My ten great books #9: The Silence of the Lambs
(Note: For the last two weeks, I’ve been counting down the ten works of fiction that have had the greatest influence on my life as an author and reader, in order of their first publication. For earlier entries in the series, please see here.)
What makes a novel worth reading more than once? In the case of a mystery or thriller, the answer isn’t always clear. After our first read, we know who did it and why, whether the hero will survive, and whether the villain will get away with it: we’ve seen every chase, every reveal, every twist of the plot. If enough time has passed, the details can get a little fuzzy, so it can be fun to revisit the mystery again—I’m not sure I could tell you who the killer was in The Three Coffins or Rim of the Pit, mostly because the culprit’s identity is secondary to more immediate pleasures. But after you’ve revisited a novel enough times, it can be hard to explain what keeps you coming back. I’ve read The Silence of the Lambs from cover to cover on perhaps ten occasions, and I’ve seen the unsurpassed movie version at least as many times, so it’s safe to say that it no longer holds many shocks or surprises. Yet I know I’ll keep reading it for as long as I enjoy popular fiction, and I suspect that it may eventually become the novel I’ll read more than any other. The reasons are hard to pin down, but they clearly don’t have much to do with the specifics of the story, as much as I still admire the ingenuity with which it unfolds. Rather, as with most great suspense novels, it’s more a question of detail, craft, and attitude, which the best works of Thomas Harris—which also include Black Sunday, Red Dragon, and even long sections of Hannibal—display to greater effect than any other novels of their kind. And The Silence of the Lambs remains the best of them all, the one book, along with Frederick Forsyth’s The Day of the Jackal, that epitomizes the heights of the genre in which I’ve unexpectedly found myself making a living.
Harris is first and foremost a master of detail, both in terms of lavish research—I’ve seen Red Dragon recommended to aspiring thriller writers simply as a primer on criminal investigation—and in small, telling moments of observation and character. The scene I’ve reread the most isn’t the first one that might come to mind: it’s the tense, beautifully rendered chapter in which Clarice Starling searches the storage garage that might hold the key to an unsolved murder. In the hands of another writer, the sequence might have been a routine nailbiter, but Harris enriches it with countless lovely touches: the way Clarice, resourceful as always, fixes a stuck lock with a few drops of oil from a dipstick, or how she uses the jack from her car to lever up the rusty door. (Chapter 9 of my novel Eternal Empire is basically an extended homage to this scene, as my own heroine Rachel Wolfe, who owes a great deal to both Clarice and Dana Scully, searches for evidence in the basement of a derelict house.) Plenty of thrillers are filled with such lore, of course, but Harris delivers the goods with a panache inseparable from his larger themes. The Silence of the Lambs is a relentlessly grim story, but it’s also a celebration of intelligence and competence even under the bleakest circumstances.
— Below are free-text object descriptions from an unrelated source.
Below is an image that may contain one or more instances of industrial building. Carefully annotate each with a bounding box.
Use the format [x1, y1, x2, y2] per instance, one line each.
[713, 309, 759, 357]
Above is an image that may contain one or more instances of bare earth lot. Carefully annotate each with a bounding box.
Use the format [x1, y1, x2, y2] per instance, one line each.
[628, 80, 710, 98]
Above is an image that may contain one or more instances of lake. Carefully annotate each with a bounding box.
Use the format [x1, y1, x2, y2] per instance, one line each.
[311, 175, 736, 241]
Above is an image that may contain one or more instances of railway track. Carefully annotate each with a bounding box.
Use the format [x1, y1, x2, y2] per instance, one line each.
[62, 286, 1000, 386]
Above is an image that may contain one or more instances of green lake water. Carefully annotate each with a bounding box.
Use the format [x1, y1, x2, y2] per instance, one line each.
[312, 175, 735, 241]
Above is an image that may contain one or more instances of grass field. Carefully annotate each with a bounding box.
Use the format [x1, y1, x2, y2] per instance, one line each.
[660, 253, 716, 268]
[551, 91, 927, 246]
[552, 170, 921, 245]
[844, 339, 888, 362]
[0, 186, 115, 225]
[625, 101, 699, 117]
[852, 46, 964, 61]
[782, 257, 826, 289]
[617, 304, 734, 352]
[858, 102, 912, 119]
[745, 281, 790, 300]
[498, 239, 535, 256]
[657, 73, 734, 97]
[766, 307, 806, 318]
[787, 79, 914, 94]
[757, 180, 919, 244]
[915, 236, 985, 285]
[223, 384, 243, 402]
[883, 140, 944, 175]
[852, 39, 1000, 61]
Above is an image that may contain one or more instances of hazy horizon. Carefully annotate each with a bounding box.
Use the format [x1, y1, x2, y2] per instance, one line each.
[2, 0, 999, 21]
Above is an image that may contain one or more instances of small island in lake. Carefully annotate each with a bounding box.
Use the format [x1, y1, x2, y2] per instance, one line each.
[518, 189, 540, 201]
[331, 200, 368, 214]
In the figure of Hannibal Lecter, this tendency is taken to an almost inhuman degree: Lecter has nothing but his mind, and his ability to transcend his physical prison is what makes him so improbably seductive. (It’s also why he’s so much less interesting when he isn’t confined to his cell.) And I can’t help but take the story’s most vivid characters as reflections of the author himself. All novelists live by their wits, whether to escape their own prisons or to explore the world’s darker corners, and for a few—too few—great novels, Harris was one of the best explorers we had.